Rapport enables users to build, animate, and deploy emotionally intelligent virtual characters quickly. Key features:

Real-time 3D rendering with precise lip-sync and full emotional range.
Integration for training, customer service, education, and marketing.
Recent partnerships (e.g., with Neuphonic for ultra-low-latency on-device voice) deliver sub-100ms photorealistic digital humans on standard CPU hardware.

Rapport avatars react dynamically in conversations, making them suitable for role-play simulations, language learning, medical training, and metaverse social spaces. This moves beyond simple nodding avatars to ones that convey defensiveness, surprise, or empathy.
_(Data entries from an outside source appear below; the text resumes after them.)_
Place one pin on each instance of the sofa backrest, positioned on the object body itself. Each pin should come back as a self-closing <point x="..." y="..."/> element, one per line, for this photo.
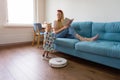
<point x="107" y="31"/>
<point x="82" y="28"/>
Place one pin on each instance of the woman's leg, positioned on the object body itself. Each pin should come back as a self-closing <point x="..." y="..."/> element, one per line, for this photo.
<point x="62" y="34"/>
<point x="86" y="39"/>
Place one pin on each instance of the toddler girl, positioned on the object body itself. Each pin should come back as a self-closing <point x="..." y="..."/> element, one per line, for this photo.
<point x="48" y="44"/>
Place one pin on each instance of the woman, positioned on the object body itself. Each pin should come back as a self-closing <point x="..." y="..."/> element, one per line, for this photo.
<point x="59" y="29"/>
<point x="63" y="31"/>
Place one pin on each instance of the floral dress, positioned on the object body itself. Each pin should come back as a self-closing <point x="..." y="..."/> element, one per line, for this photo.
<point x="48" y="41"/>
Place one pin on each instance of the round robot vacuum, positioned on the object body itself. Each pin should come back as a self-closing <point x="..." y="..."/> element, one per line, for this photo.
<point x="58" y="62"/>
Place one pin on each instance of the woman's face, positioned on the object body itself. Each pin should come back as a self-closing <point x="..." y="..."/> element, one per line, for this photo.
<point x="59" y="15"/>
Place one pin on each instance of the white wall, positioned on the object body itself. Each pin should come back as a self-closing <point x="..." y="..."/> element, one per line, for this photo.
<point x="84" y="10"/>
<point x="14" y="34"/>
<point x="3" y="11"/>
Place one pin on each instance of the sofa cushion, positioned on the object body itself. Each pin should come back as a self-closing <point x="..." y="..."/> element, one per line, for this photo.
<point x="82" y="28"/>
<point x="66" y="42"/>
<point x="100" y="47"/>
<point x="107" y="31"/>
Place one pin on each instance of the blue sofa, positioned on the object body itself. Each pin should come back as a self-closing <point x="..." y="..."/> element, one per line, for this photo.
<point x="105" y="50"/>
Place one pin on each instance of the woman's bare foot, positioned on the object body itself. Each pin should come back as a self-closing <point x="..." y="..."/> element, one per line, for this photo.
<point x="95" y="37"/>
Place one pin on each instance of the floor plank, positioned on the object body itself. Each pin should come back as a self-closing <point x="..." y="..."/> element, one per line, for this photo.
<point x="25" y="62"/>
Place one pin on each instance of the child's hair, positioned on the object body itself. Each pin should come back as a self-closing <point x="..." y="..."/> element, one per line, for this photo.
<point x="48" y="26"/>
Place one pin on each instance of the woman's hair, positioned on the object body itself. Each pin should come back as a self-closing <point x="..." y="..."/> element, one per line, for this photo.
<point x="48" y="25"/>
<point x="62" y="14"/>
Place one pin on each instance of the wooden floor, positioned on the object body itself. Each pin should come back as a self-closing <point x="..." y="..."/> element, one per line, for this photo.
<point x="25" y="62"/>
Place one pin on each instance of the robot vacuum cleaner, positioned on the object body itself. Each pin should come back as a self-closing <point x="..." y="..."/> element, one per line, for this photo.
<point x="58" y="62"/>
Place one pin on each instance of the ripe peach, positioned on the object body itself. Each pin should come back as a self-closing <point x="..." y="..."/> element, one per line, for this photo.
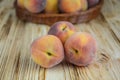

Broader Ecosystem and Applications in 2026

Gaming and Entertainment: AI avatars create smarter NPCs and personalized player experiences. Hyper-realistic characters enhance immersion in persistent worlds.
Enterprise and Training: Companies use interactive avatars for simulations, customer support, and virtual meetings. Emotional intelligence builds trust and engagement.
Education and Healthcare: Adaptive tutors respond to student emotions; medical avatars simulate patient interactions.
Social and Brand Experiences: Virtual influencers and brand ambassadors host events or personalize chats in metaverse environments.
Hybrid Realities: Integration with AR/VR and wearables blends physical and digital presence.

NVIDIA’s ACE suite and tools like Synthesia, HeyGen, or Ready Player Me complement these efforts, offering scalable creation pipelines for metaverse-ready assets.

Opportunities

AI democratizes high-quality avatar production, lowering barriers for indie creators and small teams while allowing studios to focus on creativity. Benefits include:

Hyper-personalization: Avatars that evolve with users or adapt to contexts.
Scalability: Real-time interactions at massive scale without proportional human effort.
Accessibility: Tools for users with disabilities (e.g., brain-computer interfaces or voice-driven controls).
New Economies: Interoperable avatars, virtual influencers, and user-generated content drive metaverse commerce and social platforms.

The global AI avatar market is expanding rapidly, projected to grow significantly as metaverse and mixed-reality adoption increases.

Looking Ahead

In 2026, AI makes metaverse avatars central to more natural, empathetic digital interactions. Technologies like Speech Graphics’ Rapport, combined with neural rendering and multimodal models, push toward avatars that not only look real but feel responsive and alive.

The future emphasizes balanced human-AI collaboration: AI accelerates creation and responsiveness, while human creativity ensures emotional depth, cultural nuance, and artistic intent. As spatial computing, 5G/edge networks, and interoperable standards mature, avatars could become persistent digital extensions of ourselves—companions, collaborators, and representations across evolving virtual landscapes.

This convergence promises richer storytelling, inclusive training, personalized commerce, and social connections, but success depends on addressing technical, ethical, and creative challenges thoughtfully. Companies rooted in proven animation tech, like Speech Graphics, are well-placed to lead this shift toward more immersive and human-centered virtual worlds.